我的Dataframe看起来像这样:
campaign_name campaign_id event_name clicks installs conversions
campaign_1 1234 registration 100 5 1
campaign_1 1234 hv_users_r 100 5 2
campaign_2 2345 registration 500 10 3
campaign_2 2345 hv_users_w 500 10 2
campaign_3 3456 registration 1000 50 10
campaign_4 3456 hv_users_r 1000 50 15
campaign_4 3456 hv_users_w 1000 50 25
我想对所有"事件名称进行分类"分为2个新列,其中第1个新列代表"注册",第2个新列代表" hv_users",这将是具有事件名称"的所有行的总和。 hv_users_r" &安培; " hv_users_w"
保持这种简单 - "注册" column将包含只有event_name为" registration"的行。
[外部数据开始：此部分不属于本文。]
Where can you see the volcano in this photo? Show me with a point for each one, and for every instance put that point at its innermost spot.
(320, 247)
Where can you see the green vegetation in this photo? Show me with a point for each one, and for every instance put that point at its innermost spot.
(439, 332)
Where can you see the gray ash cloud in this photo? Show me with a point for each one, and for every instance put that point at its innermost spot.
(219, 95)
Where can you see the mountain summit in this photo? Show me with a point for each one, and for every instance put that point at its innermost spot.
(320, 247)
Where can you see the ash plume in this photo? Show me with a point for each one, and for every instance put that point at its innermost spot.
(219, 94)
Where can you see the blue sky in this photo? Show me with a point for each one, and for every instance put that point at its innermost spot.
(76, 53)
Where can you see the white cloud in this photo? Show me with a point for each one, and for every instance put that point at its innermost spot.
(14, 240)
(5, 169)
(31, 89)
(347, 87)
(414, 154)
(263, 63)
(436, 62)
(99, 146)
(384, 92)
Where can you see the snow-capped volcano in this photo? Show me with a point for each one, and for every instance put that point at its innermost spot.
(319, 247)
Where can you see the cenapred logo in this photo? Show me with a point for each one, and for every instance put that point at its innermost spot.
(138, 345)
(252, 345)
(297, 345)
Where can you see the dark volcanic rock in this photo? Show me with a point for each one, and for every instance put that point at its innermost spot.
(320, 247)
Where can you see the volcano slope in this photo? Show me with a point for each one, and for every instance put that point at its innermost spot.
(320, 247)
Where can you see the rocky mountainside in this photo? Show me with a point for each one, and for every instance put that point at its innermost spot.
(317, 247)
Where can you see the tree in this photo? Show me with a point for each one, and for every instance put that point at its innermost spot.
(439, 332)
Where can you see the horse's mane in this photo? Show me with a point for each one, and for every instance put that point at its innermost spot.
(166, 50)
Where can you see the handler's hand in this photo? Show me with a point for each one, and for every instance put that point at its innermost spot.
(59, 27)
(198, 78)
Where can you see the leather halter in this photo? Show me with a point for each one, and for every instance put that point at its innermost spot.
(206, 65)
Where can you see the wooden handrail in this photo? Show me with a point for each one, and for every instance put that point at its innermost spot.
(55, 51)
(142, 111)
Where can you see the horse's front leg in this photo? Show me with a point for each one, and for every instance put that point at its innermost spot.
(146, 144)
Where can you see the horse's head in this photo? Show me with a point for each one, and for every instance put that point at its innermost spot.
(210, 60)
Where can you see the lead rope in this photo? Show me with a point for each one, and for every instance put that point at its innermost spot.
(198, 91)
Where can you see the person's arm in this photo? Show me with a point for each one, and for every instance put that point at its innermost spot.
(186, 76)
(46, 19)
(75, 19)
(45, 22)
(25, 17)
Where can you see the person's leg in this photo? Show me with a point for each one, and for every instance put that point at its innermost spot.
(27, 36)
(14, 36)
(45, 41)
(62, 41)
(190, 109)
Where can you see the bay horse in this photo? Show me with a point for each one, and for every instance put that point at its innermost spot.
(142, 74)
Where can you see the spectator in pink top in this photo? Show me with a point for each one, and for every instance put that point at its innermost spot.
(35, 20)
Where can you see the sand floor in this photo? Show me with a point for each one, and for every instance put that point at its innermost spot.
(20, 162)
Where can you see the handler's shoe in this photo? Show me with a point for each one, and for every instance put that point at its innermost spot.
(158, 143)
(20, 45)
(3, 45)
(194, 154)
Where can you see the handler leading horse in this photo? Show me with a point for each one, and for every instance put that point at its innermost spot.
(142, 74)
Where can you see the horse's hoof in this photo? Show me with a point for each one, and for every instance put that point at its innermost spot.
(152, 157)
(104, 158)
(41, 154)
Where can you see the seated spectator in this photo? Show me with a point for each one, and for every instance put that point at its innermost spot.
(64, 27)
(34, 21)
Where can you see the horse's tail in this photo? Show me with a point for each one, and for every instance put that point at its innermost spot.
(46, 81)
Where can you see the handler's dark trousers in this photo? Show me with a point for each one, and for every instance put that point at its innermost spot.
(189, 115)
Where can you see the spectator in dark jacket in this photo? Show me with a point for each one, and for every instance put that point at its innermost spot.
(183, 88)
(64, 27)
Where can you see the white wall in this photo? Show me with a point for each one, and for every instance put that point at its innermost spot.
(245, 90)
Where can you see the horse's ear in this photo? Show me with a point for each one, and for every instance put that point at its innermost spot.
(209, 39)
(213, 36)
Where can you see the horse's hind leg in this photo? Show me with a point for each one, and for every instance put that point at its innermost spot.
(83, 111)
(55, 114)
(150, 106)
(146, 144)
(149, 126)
所有非"注册" event_names将进入新列" hv_users"。
这是我预期的新Dataframe:
campaign_name campaign_id clicks installs registrations hv_users
campaign_1 1234 100 5 1 2
campaign_2 2345 500 10 3 2
campaign_3 3456 1000 50 10 40
有人可以告诉我如何从输入DataFrame到输出DataFrame吗?
答案 0 :(得分:1)
您可以使用split
+ join
,然后使用groupby
+ unstack
df.assign(event_name=df['event_name'].apply(lambda x:"_".join(x.split("_", 2)[:2]))).\
groupby(['ampaign_name','campaign_id','clicks','installs','event_name'])['conversions'].sum().\
unstack(fill_value=0).reset_index()
Out[302]:
event_name ampaign_name campaign_id clicks installs hv_users registration
0 campaign_1 1234 100 5 2 1
1 campaign_2 2345 500 10 2 3
2 campaign_3 3456 1000 50 0 10
3 campaign_4 3456 1000 50 40 0
答案 1 :(得分:1)
df['hv_users'] = df.conversions.where(df.event_name.str.match(r'hv_users_[r|w]'), 0)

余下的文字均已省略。